Emails retract from the virtual when printed. Talk of pigeons, symmetry, dimensions of
body, protective layers of fat, glacial melt, and sunsets— orange hues discerned only by
eccentricities of shape.
with those toes you could climb a tall
tree how the self imagines itself
Sentences are like teeth you write, all teeth and hoof. Shall we say it with a comma, a limb, toe
arrangements & webbings, through the curve of your round face? In reverse all things seem
everything is straw/ is
The way objects arrange into plural: each “s” another and another. Then, no other. Ill-fitting
wings move in and out of continents as if undecided—searching for ways to mark—a question,
seven question marks: a fist.
mark into a life
standard flight pattern
Everything is gravity or the hallucination of presence
Build me a sex so I can remember how. We’ll talk about shedding skin and scales later. Let’s
sing to one another or better yet howl. You are driving me to the crazy. Tell me when to
exhale, send me a picture of your_______________. Tell me more about myself:
____________________ = s
The signified inevitably slips beneath the signifier, resisting our attempts to delimit it.

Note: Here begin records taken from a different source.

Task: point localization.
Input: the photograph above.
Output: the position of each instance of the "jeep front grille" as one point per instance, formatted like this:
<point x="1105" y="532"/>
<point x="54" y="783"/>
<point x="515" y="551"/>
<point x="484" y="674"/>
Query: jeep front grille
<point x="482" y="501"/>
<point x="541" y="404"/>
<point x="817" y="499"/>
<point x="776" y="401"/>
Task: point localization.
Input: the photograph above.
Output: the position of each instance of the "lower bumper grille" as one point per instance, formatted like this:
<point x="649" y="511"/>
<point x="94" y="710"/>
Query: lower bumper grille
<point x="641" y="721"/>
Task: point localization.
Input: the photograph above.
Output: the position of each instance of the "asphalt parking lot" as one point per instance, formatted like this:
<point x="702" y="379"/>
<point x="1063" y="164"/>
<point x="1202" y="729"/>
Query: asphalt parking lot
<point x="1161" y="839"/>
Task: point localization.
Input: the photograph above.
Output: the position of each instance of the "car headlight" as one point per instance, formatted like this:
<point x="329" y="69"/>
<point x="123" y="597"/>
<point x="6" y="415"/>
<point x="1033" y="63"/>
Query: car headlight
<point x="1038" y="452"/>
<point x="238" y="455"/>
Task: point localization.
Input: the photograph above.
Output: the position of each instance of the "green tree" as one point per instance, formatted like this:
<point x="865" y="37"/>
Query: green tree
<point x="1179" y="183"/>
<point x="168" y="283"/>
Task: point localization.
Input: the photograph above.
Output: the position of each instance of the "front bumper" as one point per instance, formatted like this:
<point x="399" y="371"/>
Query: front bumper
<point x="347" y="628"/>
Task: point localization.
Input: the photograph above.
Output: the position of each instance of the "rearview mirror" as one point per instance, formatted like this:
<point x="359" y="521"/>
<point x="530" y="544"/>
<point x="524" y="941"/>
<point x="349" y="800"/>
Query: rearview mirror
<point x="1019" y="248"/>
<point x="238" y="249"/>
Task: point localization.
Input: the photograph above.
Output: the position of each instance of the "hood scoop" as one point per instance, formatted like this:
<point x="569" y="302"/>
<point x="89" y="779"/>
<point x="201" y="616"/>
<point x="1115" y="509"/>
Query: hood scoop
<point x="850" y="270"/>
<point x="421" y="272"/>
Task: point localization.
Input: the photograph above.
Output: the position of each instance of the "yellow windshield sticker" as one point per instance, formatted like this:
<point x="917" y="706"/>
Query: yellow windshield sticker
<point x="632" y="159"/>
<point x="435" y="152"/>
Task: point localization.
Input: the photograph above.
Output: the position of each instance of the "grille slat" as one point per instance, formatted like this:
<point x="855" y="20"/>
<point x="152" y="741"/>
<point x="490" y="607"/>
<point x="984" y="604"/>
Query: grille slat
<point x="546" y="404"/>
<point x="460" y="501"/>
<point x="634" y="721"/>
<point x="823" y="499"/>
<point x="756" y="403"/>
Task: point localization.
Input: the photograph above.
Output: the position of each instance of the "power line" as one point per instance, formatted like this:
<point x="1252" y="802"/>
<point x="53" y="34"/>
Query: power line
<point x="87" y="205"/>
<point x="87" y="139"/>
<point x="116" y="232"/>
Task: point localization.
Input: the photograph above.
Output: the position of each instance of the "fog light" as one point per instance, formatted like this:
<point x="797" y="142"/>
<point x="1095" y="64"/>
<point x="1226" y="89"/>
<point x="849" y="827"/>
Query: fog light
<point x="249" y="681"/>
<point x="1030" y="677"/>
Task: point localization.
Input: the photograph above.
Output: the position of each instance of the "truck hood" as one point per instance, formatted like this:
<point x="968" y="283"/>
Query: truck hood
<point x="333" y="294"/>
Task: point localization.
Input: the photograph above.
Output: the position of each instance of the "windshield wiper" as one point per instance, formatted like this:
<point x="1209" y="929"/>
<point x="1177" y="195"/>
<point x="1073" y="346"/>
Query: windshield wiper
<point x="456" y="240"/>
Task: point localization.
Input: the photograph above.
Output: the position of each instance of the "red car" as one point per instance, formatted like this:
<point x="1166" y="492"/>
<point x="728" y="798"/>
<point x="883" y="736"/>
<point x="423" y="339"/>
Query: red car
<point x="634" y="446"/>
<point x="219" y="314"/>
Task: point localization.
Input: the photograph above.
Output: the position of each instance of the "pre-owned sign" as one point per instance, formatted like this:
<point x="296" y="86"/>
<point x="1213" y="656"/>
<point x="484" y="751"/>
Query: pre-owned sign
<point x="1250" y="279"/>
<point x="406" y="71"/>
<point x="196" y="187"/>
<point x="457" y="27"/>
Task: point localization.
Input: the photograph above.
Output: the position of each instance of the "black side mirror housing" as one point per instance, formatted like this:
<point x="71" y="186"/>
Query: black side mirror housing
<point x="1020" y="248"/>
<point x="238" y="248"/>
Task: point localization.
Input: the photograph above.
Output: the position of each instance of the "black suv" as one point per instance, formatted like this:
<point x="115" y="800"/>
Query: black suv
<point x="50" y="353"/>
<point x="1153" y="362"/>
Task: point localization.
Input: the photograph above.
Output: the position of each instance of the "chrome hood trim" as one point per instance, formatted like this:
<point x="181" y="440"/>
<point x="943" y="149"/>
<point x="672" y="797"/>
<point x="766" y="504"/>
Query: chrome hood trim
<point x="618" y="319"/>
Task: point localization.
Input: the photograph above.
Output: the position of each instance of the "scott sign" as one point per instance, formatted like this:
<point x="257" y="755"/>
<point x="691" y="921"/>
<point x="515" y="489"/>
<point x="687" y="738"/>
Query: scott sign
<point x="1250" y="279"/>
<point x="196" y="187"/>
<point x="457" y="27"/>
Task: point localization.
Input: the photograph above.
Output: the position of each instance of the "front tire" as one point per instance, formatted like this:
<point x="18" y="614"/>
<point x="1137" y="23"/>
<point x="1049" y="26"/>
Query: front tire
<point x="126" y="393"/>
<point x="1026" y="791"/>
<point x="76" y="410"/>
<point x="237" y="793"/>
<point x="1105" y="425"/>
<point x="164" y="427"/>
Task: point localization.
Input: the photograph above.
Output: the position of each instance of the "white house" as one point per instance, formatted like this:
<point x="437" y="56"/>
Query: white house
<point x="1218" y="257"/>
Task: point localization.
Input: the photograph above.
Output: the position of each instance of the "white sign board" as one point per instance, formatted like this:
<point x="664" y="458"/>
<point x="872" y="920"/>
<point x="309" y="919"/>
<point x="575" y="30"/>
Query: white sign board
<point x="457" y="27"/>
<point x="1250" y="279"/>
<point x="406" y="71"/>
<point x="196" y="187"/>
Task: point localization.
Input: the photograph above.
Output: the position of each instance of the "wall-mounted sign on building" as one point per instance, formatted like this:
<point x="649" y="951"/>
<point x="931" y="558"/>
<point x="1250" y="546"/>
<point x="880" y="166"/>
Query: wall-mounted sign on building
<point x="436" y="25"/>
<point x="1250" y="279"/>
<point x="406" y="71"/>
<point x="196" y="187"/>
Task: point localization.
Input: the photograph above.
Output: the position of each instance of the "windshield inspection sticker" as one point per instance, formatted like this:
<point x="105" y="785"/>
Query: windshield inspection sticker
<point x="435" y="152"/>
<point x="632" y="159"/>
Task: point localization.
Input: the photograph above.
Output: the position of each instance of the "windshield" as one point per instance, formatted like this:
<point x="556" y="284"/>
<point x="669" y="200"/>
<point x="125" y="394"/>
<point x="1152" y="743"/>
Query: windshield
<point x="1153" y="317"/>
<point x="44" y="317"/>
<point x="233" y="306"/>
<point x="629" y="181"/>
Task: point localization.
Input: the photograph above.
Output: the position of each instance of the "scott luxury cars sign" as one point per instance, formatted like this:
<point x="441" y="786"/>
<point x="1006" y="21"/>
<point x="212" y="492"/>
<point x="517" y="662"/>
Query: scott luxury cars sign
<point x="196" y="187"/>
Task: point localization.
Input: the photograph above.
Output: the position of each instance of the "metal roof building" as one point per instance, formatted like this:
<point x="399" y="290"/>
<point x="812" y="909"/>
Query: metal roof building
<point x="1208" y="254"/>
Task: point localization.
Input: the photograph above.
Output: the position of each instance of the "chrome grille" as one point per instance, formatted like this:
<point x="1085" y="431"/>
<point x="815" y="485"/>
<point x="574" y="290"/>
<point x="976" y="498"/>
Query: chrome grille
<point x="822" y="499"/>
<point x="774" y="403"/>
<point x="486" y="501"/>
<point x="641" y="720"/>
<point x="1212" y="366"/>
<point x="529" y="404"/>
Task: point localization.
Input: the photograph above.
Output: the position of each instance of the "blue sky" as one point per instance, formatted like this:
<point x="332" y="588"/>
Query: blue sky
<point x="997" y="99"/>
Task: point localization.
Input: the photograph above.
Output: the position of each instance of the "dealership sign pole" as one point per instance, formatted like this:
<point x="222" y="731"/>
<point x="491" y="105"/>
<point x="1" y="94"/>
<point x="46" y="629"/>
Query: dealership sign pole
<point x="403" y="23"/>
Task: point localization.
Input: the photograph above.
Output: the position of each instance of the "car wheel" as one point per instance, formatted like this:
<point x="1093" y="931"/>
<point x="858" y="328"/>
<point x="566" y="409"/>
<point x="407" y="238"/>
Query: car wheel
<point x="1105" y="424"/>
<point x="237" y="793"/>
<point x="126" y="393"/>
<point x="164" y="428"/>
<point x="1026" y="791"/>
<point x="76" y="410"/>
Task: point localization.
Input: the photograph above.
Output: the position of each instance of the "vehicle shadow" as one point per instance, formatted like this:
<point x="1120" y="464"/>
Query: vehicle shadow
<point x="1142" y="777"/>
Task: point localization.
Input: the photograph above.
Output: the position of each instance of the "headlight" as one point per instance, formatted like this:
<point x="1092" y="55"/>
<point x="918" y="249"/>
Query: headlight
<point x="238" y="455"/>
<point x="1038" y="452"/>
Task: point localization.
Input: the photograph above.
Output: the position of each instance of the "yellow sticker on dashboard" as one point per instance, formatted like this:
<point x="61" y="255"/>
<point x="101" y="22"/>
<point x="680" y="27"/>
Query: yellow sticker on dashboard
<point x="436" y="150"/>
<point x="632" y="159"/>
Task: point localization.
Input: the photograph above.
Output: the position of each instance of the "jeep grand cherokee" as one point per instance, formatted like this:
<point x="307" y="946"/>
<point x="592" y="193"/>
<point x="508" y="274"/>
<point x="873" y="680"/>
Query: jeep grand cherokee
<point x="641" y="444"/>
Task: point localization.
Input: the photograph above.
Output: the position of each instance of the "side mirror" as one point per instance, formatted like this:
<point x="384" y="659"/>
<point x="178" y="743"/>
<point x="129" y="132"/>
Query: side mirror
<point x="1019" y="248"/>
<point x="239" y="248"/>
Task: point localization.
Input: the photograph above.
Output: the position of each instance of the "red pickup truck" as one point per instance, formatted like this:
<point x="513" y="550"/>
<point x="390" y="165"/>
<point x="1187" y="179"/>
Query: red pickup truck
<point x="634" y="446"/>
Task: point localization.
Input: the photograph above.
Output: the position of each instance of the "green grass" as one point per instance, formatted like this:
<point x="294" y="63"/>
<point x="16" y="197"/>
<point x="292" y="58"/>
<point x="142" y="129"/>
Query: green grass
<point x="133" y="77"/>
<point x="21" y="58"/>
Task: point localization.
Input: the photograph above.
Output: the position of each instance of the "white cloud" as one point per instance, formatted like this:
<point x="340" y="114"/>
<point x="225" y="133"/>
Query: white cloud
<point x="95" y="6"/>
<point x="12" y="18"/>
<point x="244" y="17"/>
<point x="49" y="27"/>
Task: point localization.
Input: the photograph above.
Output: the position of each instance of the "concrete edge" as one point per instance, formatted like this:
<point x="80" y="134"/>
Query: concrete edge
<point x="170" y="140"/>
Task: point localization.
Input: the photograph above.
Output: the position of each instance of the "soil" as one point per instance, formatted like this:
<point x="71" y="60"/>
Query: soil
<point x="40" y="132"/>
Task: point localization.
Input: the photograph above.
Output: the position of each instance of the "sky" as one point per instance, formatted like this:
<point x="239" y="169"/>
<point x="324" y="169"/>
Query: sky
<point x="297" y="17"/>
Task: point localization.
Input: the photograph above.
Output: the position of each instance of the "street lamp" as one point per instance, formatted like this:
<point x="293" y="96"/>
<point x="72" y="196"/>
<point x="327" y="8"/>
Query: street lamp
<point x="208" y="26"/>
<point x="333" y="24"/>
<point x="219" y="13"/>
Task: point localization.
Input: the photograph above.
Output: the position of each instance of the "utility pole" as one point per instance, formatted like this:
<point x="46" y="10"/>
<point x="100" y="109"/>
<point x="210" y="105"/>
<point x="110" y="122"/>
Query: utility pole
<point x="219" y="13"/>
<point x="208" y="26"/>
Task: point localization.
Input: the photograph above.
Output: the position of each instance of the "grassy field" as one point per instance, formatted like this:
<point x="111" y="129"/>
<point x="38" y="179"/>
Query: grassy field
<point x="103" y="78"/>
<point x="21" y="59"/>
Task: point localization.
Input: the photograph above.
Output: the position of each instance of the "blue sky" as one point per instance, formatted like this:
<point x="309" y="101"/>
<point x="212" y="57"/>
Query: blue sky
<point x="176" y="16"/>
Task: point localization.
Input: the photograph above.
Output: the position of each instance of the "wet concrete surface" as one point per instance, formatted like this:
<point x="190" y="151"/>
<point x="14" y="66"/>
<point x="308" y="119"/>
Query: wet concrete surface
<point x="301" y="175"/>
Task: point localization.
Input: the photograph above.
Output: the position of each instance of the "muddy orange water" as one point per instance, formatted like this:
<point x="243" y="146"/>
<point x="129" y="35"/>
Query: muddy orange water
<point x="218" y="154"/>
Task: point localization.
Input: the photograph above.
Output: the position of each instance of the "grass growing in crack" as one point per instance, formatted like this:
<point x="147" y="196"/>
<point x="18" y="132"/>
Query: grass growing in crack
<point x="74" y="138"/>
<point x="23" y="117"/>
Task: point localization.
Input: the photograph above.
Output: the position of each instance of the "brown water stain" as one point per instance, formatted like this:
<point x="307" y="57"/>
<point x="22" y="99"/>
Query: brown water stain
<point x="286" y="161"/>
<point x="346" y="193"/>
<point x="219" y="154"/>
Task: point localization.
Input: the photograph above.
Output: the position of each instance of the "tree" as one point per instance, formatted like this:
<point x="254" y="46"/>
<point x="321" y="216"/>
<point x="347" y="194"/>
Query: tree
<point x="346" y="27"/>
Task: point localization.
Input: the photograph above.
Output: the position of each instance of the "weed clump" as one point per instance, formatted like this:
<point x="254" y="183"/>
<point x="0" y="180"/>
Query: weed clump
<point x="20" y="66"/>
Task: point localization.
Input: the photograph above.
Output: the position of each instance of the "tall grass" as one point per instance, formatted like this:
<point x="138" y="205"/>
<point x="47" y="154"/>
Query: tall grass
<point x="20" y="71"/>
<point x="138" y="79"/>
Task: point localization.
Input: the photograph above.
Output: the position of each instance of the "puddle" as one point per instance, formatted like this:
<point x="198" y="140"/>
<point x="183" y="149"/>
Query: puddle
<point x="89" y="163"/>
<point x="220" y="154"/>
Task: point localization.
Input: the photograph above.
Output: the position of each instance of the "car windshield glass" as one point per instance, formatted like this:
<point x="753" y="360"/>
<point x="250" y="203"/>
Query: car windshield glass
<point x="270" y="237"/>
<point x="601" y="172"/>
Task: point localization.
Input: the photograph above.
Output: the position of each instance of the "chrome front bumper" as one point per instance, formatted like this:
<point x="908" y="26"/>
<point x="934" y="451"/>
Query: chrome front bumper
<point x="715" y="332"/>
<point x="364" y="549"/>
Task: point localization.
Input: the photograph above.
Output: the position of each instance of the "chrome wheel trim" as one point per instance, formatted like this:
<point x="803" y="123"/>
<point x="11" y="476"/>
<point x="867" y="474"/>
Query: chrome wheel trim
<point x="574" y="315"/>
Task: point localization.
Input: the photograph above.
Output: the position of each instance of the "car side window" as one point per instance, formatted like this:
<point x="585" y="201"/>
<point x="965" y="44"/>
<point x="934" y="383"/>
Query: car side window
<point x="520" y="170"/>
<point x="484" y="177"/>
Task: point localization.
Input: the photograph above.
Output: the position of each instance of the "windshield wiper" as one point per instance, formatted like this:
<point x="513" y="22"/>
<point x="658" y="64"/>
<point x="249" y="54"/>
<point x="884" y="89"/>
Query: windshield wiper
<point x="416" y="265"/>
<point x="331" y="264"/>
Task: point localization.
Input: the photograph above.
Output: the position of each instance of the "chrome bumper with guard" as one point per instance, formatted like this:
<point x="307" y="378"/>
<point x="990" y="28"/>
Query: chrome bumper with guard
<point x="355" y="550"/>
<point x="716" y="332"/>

Are we but stout, short-necked birds with soft swellings at the base of our nostrils? Or the
inherent flexibility of composed dots? Pixels of atomized light bending and folding create
mirrored affect—the thru and blue of an iceberg—reconfiguring our selves into watermelt or
to itself and anyone
who looks like you or
maybe too often we mistake our self
You can dance now or just look. How distance observes like something caged, a bonobo or the
earth in affliction. Open your lungs to all these stars, what light allows for being seen or not,
passes for reflection?
SOMEDAY, WE MAY come to regret this
where is the space of page of ocean?
crack spine of book until epigraph
opens, remembers or
splits figs into mouth
the heaviness of living signals
like stagnant water, the song of a kestrel, a choked throat
filmy plastic enters in edges to be itself
a grid of language, slats between
names a different geology
what’s happening to winter?
its bare branches used to
pretend to reveal
they say it is the ocean
this is where earthly thoughts never vanish
lucent plastic enter breasts
interrogate bones, question flag
it’s all exactly like this
The first two poems “Underanimal” and “Homing” are excerpted from my forthcoming manuscript from Black Radish Books entitled Anemal, Uter Meck. The book begins as an exercise in translation and misinterpretation, how the misplacement or ordering of things occur as affect—a typo, a misreading retracts from the scan, what is the source of trouble? A syllable? A consonant? My failing eyesight? It’s all very simple really how an “n” can insert itself or disappear from sight. Everything blurrs over time or becomes a smudge, a series of letters lining page or an overpass is no accident. Perception is an eye-roll where I mistake myself all the time: a good mother, a good wife? I’m not any of these things and more but yet perception is so painfully objective forcing thoughts of categorization, avatars–masks. Where is the space, instead of what space is? Define a thing. How poor my German becomes, a framework of missing leaves:
Mg Roberts is revising her second poetry collection Anemal, Uter Meck and co-editing an anthology on the urgency of avant-garde writing written for and by writers of color both to be published in 2017. She lives in Oakland with her three daughters, two hens, Golden-doodle, and geologist husband.